Capture d’écran France 2
La promotion du dernier livre de Nicolas Bedos a été interrompue par des commentaires incisifs de l’humoriste Paul de Saint-Sernin sur la question du consentement.

TÉLÉVISION – Moment de tension autour de Léa Salamé. Dans le récent épisode de l’émission Quelle Époque, diffusé ce samedi 3 mai sur France 2, la participation de l’acteur et réalisateur Nicolas Bedos pour la sortie de son livre a pris une tournure inattendue.
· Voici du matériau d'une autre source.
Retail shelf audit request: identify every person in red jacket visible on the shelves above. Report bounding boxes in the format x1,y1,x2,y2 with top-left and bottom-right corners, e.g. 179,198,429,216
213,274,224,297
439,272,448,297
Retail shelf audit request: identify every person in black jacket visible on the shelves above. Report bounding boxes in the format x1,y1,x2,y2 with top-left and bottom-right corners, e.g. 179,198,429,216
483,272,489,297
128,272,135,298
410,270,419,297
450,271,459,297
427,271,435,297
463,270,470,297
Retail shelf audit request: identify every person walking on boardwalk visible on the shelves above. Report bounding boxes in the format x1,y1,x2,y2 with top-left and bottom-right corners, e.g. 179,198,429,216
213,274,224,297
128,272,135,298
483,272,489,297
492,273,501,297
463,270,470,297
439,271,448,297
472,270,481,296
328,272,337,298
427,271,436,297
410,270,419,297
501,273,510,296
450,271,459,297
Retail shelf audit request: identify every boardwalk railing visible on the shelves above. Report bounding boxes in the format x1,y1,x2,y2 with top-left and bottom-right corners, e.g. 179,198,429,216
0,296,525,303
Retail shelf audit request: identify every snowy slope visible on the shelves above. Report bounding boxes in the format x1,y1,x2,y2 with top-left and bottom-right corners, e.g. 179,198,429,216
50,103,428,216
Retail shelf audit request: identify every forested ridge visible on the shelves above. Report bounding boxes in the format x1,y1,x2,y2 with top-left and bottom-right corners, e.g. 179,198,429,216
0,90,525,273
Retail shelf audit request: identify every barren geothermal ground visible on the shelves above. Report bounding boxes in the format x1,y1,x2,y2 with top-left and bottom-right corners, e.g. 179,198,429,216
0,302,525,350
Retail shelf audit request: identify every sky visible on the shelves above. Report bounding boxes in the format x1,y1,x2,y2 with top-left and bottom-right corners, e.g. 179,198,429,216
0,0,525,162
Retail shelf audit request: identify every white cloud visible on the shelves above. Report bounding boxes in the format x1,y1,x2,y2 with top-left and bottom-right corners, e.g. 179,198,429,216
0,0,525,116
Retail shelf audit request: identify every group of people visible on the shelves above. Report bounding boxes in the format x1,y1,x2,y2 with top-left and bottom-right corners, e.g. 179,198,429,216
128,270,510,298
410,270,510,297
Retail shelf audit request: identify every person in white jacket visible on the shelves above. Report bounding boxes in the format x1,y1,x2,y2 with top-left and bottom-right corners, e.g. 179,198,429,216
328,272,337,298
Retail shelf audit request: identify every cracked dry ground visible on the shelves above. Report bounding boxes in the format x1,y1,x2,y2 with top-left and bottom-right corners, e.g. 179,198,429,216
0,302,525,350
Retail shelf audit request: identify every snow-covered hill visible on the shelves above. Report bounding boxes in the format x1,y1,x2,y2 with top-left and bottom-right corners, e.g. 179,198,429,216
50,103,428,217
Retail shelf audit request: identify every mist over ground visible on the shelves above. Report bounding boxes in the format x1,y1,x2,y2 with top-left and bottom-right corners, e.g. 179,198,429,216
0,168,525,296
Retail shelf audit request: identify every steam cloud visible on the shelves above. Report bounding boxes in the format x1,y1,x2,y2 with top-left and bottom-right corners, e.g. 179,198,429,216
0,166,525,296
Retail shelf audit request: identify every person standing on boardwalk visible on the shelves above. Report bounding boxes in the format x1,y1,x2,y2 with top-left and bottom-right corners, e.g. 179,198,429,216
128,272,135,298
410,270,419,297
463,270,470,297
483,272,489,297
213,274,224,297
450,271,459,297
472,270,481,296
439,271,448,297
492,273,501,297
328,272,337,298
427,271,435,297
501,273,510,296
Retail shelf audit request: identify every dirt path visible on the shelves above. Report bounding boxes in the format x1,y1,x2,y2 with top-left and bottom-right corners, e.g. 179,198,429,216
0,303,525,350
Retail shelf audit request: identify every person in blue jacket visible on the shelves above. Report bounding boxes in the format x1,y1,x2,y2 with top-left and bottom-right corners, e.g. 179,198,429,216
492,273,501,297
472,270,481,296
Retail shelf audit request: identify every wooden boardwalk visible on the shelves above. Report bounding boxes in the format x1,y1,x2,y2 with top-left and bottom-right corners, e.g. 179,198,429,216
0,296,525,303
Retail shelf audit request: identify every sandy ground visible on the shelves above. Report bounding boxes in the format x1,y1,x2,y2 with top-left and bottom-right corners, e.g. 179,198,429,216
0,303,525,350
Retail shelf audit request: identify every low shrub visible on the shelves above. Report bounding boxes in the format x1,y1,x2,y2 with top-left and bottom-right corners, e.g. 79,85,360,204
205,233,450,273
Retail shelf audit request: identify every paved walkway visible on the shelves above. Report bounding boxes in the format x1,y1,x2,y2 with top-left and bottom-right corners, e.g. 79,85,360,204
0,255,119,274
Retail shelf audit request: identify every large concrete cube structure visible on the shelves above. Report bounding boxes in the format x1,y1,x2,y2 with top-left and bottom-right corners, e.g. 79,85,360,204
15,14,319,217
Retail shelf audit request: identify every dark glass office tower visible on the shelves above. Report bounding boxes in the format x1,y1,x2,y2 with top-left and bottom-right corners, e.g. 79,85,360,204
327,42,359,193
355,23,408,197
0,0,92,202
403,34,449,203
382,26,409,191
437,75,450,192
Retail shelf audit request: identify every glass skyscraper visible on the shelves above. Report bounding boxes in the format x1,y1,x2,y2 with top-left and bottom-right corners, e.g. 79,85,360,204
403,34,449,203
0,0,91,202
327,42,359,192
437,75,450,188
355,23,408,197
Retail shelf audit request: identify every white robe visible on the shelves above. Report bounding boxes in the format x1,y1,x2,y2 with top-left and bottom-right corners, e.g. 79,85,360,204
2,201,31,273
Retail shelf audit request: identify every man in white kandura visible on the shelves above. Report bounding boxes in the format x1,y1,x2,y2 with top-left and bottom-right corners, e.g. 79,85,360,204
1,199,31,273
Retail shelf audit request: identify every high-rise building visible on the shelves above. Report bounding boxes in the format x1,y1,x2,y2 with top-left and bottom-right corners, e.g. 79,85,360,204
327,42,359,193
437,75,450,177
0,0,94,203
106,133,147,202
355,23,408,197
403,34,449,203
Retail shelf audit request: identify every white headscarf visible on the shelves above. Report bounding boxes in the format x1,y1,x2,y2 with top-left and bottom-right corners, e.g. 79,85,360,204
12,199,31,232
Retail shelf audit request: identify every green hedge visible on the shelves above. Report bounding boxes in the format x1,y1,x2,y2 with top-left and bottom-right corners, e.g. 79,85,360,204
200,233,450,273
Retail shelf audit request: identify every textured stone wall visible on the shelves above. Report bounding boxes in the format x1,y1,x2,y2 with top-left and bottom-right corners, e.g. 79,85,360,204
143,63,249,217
Nous arrivons à la fin de l’interview autour de La Soif de honte (Éditions de l’Observatoire), qui sortira en librairie le 7 mai. Ce récit autobiographique de 300 pages aborde l’addiction à l’alcool de Nicolas Bedos, mais également un viol dont il a été victime ainsi que sa récente condamnation pour agressions sexuelles sur deux femmes. Cette condamnation lui a valu un an de prison, dont six mois avec sursis.

La conversation entre Léa Salamé et Nicolas Bedos, loin d’être légère, touchait à sa fin lorsque l’humoriste Paul de Saint-Sernin, invité à réagir depuis le public, a décidé d’intervenir à la fin de l’échange.

« Je m’efforce de transformer cette honte en dignité », conclut alors le réalisateur de La Belle époque et OSS 117 : Alerte rouge en Afrique noire. Quelques instants plus tard, Léa Salamé est interrompue dans son annonce de la sortie du livre par le « sniper » de l’émission de France 2.

« C’est sérieux ce qu’on dit là… »

« Tous les profits de la vente de ce livre seront reversés à une association de victimes », glisse-t-il dans un moment tendu, comme en témoigne le visage de Nicolas Bedos et de l’audience présente sur le plateau. « Tu ne le sais pas, mais je viens de prendre cette décision », ajoute-t-il à l’adresse de Nicolas Bedos, qui acquiesce d’abord avec un sourire. Cependant, pendant les applaudissements du public, visiblement amusé par cette intervention, Nicolas Bedos change de ton avec Paul de Saint-Sernin et répond avec gravité : « C’est sérieux ce qu’on dit là… C’est sérieux ce qu’on dit là ! ».

« Oui, mais c’était une manière de te montrer que c’est important le consentement », répond alors le jeune humoriste. « Bah oui », parvient seulement à répliquer son interlocuteur avant de recevoir une nouvelle pique. « Je décide que l’argent est reversé à cette association, sans te demander ton avis », ajoute-t-il alors, provoquant un sourire crispé sur le visage de Nicolas Bedos.

L’humoriste fait ici clairement allusion aux deux affaires d’agressions sexuelles pour lesquelles Nicolas Bedos a été condamné en octobre dernier. Une première plaignante l’accusait de gestes déplacés lors d’une soirée, tandis que la seconde, une serveuse, affirmait qu’il l’avait embrassée dans le cou sans son consentement. Deux cas pour lesquels il a été reconnu coupable. Nicolas Bedos a cependant été relaxé dans une autre affaire de harcèlement sexuel, « au bénéfice du doute ».

Sachant la tension palpable après la remarque incisive de Paul de Saint-Sernin, Léa Salamé reprend la parole pour conclure sur le livre, laissant ensuite Nicolas Bedos se lever et partir, sans dire un mot.